Triage Agent:- Handoff Description: ""- Instructions: "You're the triage agent, your job is to determine which agents to be used based on the customer query. If the query is about sales you need to use Sales Agent. If the query is about shipping, orders etc. You need to use Orders agent. If the query is about discount you need to use Discount Agent."- Handoff Agents: [Orders Agent, Discounts Agent, Sales Agent]- Entry Agent: True- Model: Express- Tool Choice: Required (Remember that Agents see handoffs as tools so if you want an agent to always use a handoff, you need to select "Required")

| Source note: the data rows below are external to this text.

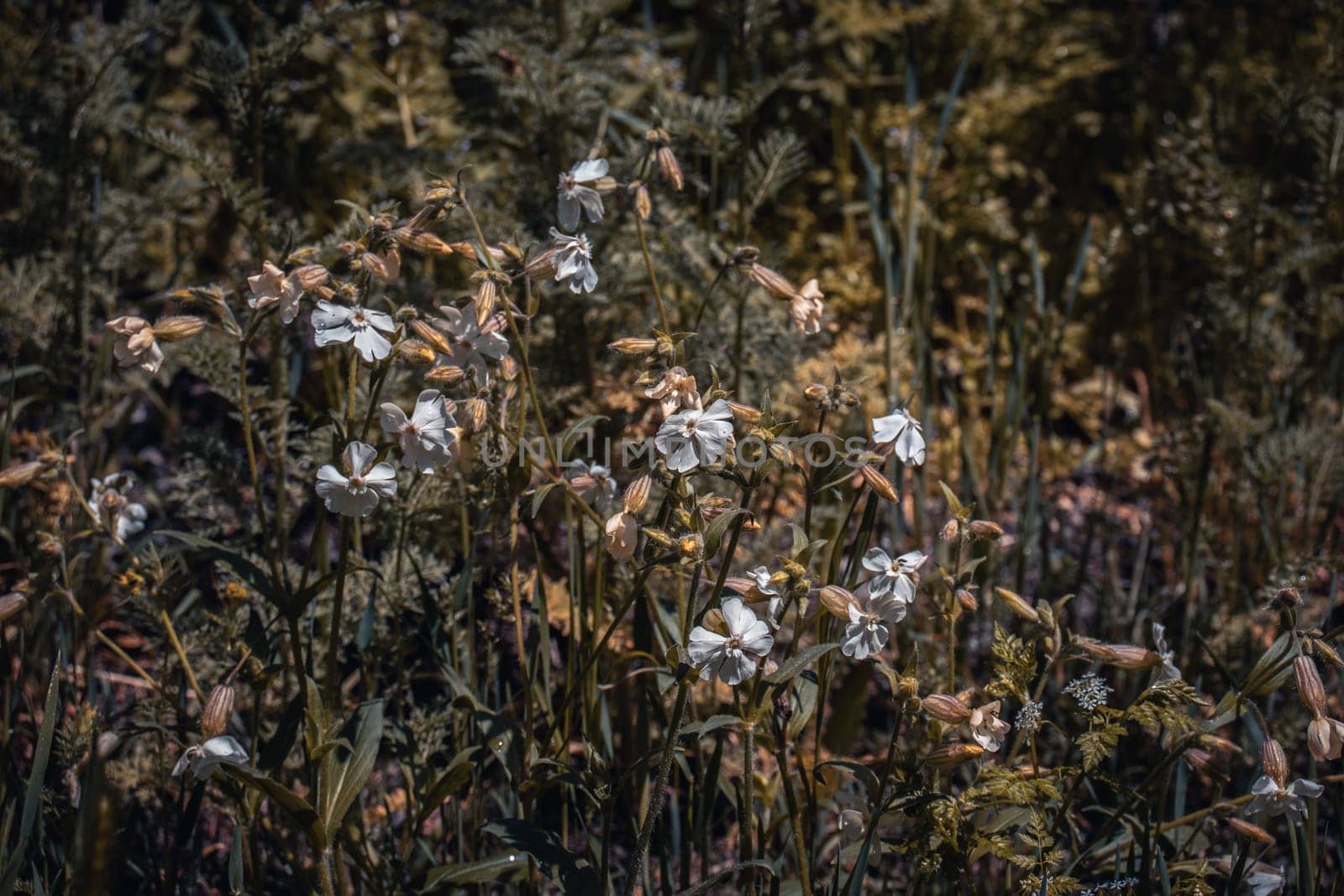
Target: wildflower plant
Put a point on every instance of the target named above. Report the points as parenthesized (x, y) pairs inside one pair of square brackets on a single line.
[(521, 448)]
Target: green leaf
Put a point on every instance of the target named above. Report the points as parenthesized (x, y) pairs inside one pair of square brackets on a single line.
[(799, 661), (571, 871), (483, 872)]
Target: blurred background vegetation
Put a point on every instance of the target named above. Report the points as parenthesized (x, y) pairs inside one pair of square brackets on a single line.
[(1119, 316)]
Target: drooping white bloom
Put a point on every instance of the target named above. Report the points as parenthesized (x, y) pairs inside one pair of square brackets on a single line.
[(470, 343), (904, 432), (354, 324), (1168, 672), (203, 759), (696, 437), (573, 262), (871, 616), (893, 575), (987, 728), (425, 437), (732, 658), (356, 492), (575, 194), (1277, 799), (109, 503), (272, 286)]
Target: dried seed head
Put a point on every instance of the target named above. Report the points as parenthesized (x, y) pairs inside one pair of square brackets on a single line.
[(219, 708), (416, 351), (13, 604), (837, 600), (638, 493), (985, 530), (671, 167), (445, 375), (1310, 687), (20, 473), (1274, 761), (878, 483), (170, 329), (952, 755), (945, 708), (1021, 607), (773, 281), (635, 345), (1247, 829)]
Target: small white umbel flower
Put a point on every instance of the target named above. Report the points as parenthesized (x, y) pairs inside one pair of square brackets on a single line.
[(573, 262), (893, 575), (425, 437), (354, 324), (696, 437), (904, 434), (356, 493), (575, 192), (734, 656), (203, 759)]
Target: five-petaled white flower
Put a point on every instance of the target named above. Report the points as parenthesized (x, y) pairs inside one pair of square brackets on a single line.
[(696, 437), (987, 728), (108, 499), (893, 575), (425, 437), (871, 616), (354, 324), (1277, 799), (205, 758), (732, 658), (356, 493), (470, 343), (272, 286), (573, 262), (575, 192), (904, 432)]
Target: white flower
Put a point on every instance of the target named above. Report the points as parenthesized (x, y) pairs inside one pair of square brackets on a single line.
[(272, 286), (205, 758), (425, 437), (109, 503), (732, 658), (696, 437), (987, 728), (1277, 799), (470, 343), (1267, 882), (575, 192), (893, 575), (904, 432), (136, 343), (1168, 672), (675, 390), (871, 617), (358, 493), (351, 322), (573, 262)]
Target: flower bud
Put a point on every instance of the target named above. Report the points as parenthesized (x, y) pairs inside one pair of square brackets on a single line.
[(947, 708), (219, 708), (20, 473), (1274, 761), (1021, 607), (878, 483), (178, 327), (837, 600), (952, 755), (1310, 687), (638, 493), (13, 604), (633, 345)]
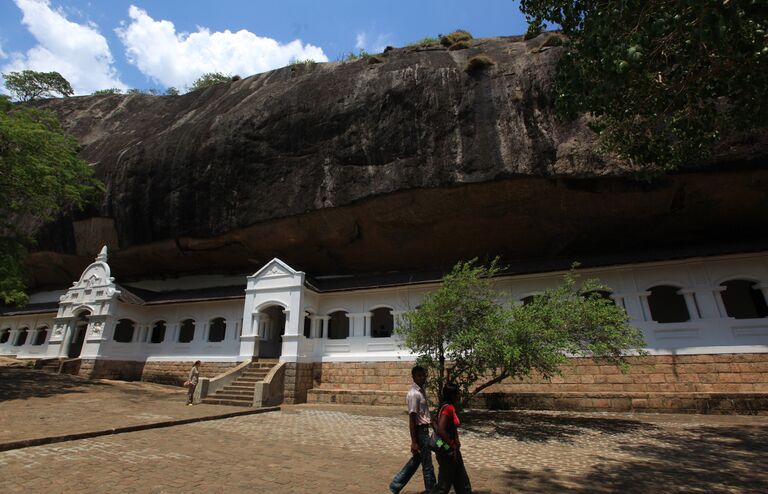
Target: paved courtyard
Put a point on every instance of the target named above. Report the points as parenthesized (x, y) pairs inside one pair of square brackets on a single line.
[(357, 449)]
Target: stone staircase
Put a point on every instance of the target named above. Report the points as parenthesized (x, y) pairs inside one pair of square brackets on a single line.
[(240, 392), (50, 365)]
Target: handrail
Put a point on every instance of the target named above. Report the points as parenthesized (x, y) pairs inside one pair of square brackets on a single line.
[(270, 391), (208, 386)]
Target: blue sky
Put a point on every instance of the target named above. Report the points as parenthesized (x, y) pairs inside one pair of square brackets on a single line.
[(156, 44)]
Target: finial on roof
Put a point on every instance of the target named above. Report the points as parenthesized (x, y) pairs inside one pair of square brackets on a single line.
[(102, 257)]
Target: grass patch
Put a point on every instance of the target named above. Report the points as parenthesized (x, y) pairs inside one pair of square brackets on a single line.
[(478, 63), (455, 37)]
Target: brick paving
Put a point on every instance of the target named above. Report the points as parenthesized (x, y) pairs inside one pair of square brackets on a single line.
[(315, 448), (358, 449), (36, 404)]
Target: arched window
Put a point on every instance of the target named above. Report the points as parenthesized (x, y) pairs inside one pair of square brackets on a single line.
[(382, 323), (743, 300), (40, 336), (124, 331), (338, 325), (158, 332), (667, 305), (217, 330), (21, 338), (307, 325), (187, 331)]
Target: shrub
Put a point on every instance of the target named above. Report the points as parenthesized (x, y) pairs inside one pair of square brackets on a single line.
[(423, 42), (479, 62), (553, 40), (455, 37), (352, 56), (307, 61), (533, 31), (112, 90), (461, 45)]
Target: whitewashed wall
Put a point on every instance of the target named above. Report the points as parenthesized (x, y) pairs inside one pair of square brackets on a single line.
[(709, 329)]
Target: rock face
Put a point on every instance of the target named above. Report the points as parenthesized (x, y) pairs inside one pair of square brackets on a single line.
[(407, 163)]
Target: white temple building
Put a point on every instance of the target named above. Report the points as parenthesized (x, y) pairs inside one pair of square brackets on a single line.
[(328, 338)]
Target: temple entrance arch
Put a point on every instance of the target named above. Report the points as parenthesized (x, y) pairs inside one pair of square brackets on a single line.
[(77, 335), (271, 331)]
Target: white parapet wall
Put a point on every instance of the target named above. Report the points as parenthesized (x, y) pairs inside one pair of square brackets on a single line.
[(684, 307)]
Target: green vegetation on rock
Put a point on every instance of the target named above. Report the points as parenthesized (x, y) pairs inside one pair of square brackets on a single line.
[(29, 85), (40, 175), (664, 80)]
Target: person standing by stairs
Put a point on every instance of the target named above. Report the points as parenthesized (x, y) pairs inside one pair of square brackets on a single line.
[(194, 375), (419, 422)]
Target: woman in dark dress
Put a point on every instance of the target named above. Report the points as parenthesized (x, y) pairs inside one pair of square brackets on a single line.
[(452, 471)]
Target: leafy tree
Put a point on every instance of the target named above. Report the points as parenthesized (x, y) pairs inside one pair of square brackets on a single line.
[(210, 79), (40, 174), (29, 85), (664, 79), (465, 334)]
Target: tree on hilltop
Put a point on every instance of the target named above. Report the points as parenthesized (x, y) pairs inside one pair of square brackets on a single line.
[(29, 85), (40, 175), (663, 80)]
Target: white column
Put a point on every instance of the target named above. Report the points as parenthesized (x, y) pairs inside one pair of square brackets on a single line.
[(646, 307), (690, 302), (717, 293), (708, 302), (764, 288), (367, 321), (323, 325)]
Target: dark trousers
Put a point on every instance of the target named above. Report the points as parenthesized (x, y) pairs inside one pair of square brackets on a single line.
[(452, 473), (424, 459)]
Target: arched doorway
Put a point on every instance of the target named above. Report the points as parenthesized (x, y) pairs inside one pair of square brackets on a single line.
[(272, 331), (80, 326)]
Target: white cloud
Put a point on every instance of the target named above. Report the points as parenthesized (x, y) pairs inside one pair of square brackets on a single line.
[(77, 51), (177, 59)]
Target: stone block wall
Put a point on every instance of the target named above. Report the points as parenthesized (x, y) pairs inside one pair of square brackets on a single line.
[(724, 373), (299, 378), (174, 373), (368, 376), (178, 372)]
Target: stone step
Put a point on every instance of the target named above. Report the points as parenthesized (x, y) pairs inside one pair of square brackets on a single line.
[(239, 387), (232, 396), (356, 397), (232, 403), (248, 380), (234, 392), (257, 374)]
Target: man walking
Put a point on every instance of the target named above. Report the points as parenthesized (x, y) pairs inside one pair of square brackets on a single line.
[(419, 421), (194, 375)]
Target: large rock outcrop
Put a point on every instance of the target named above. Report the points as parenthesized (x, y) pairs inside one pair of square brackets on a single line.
[(407, 163)]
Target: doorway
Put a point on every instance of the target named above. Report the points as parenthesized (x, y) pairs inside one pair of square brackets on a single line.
[(273, 329), (78, 336)]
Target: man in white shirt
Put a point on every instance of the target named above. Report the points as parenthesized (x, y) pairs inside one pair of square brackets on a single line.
[(419, 422)]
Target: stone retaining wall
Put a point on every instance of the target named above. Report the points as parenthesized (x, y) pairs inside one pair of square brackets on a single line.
[(724, 373), (175, 372), (298, 380)]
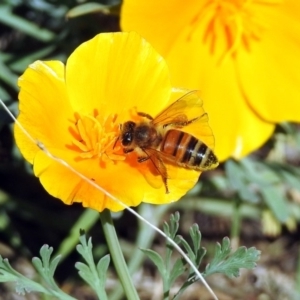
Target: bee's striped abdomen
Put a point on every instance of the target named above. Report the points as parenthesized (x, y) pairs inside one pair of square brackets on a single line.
[(187, 150)]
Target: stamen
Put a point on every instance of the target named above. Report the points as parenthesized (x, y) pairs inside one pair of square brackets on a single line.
[(238, 22), (96, 137)]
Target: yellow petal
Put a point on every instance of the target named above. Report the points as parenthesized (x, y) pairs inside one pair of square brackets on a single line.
[(196, 64), (118, 71), (62, 116), (44, 111)]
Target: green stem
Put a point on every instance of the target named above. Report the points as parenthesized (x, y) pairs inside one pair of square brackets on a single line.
[(236, 224), (297, 285), (117, 255)]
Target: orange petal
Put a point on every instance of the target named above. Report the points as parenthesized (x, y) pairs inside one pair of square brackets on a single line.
[(237, 129), (270, 74)]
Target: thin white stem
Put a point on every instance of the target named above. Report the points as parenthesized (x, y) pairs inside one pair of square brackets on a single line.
[(62, 162)]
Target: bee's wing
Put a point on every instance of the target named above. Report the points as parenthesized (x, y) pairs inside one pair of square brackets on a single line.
[(187, 108), (159, 159)]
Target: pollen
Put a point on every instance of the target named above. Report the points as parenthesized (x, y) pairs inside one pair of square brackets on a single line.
[(234, 24), (96, 137)]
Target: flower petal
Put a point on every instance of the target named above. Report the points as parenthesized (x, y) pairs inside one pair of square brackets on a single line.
[(115, 74), (44, 111), (270, 72), (236, 127)]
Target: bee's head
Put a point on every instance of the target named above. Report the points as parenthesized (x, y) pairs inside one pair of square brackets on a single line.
[(127, 133)]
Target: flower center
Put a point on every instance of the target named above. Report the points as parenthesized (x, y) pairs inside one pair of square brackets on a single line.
[(234, 23), (95, 137)]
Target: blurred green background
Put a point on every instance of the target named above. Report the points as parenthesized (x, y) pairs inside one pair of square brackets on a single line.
[(254, 201)]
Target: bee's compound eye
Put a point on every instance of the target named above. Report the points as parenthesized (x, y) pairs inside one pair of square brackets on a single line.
[(126, 138), (128, 132)]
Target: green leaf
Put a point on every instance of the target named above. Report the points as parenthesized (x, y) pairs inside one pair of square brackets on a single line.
[(230, 263), (276, 201), (102, 267), (179, 268), (20, 24), (88, 8), (94, 275), (156, 259), (239, 181)]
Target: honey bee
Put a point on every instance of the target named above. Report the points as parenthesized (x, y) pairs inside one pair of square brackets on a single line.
[(162, 140)]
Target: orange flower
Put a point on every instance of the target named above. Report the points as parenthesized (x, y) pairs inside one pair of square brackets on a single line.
[(242, 55), (76, 110)]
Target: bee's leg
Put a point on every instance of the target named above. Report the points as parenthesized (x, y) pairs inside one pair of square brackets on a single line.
[(143, 158), (127, 150), (145, 115), (163, 172)]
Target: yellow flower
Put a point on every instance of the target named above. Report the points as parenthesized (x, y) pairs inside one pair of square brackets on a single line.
[(76, 111), (242, 55)]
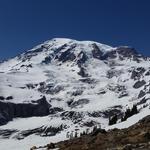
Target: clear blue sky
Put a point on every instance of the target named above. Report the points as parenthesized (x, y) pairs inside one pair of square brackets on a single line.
[(26, 23)]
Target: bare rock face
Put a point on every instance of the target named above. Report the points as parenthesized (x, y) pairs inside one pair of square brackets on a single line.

Sales Agent:- Handoff Description: "Use me when the customer asks for product details"- Instructions: "You are the pre-sales assistant for `Shop Name` , your job is to help customers to find the relevant item by making a pre-sales dialogue based on store's category, always try to swap-domain specific dialogues. If a customer wants to learn about product details, you need to ask which products they are interested in. Then you call `Get Product Details` tool by retrieving product's name or ID. You can also use `Get Related Knowledge Source` tool to retrive store specific answers. For example, if user is asking about the return policy you can answer them."- Handoff Agents: []- Entry Agent: False- Model: Core- Tool Choice: Auto
Orders Agent:- Handoff Description: "Use this handoff when a query is about orders or order details. Orders Agent can: `Get Customer Orders`, `Get Order Details` or delegate to `Order Cancellation Agent`"- Instructions: "Use this agent to respond support queries. You can use `Get Customer Orders` tool to list the customer orders. When a customer wants to track their orders you need to ask their order address first, then call `Get Order Details` tool to learn the status of their orders."- Handoff Agents: [Order Cancellation Agent]- Entry Agent: False- Model: Express- Tool Choice: Auto
Discount Agent:- Handoff Description: "Use this agent when a customer wants discount or finds prices too high. You can call `Create Dicount Code` tool to create one time discount and use `Send OTP Email` tool to send the verification code to the customer."- Instructions: "Use this agent to respond support queries. You can use `Get Customer Orders` tool to list the customer orders. When a customer wants to track their orders you need to ask their order address first, then call `Get Order Details` tool to learn the status of their orders."- Handoff Agents: []- Entry Agent: False- Model: Express- Tool Choice: Auto
Order Cancellation Agent:- Handoff Description: "Use this agent when the customer asked to cancel an order."- Instructions: "Use this agent to cancel an order. You can use `Cancel Order` tool to cancel the order. Most imporantly check if the customer asking to cancel an order is the owner of the order. If the `Customer Logged In` parameter is true and `Customer Email` is the same as the order's email, then you can cancel the order. If not, send an OTP email to order's email using `Send OTP Email` tool to verify the customer's identity."- Handoff Agents: []- Entry Agent: False- Model: Express- Tool Choice: Auto
This pattern is great when the task is open-ended and you want to rely on the intelligence of an LLM. The most important tactics here are:
- Invest in good prompts. Make it clear what tools are available, how to use them, and what parameters it must operate within.
- Monitor your MAS and iterate on it. See where things go wrong, and iterate on your prompts.
- Have specialized agents that excel in one task, rather than having a general purpose agent that is expected to be good at anything.
Best Practices for Multi-agent Systems
Section titled “Best Practices for Multi-agent Systems”- Single Responsibility: One topic per agent.
- Clear Handoff Descriptions: No ambiguity in the handoff descriptions.
- Short Pipelines: Avoid >3 deep nested handoffs especially for conversational MASs
- Monitor & Iterate: Use the dashboard to monitor and refine the MAS.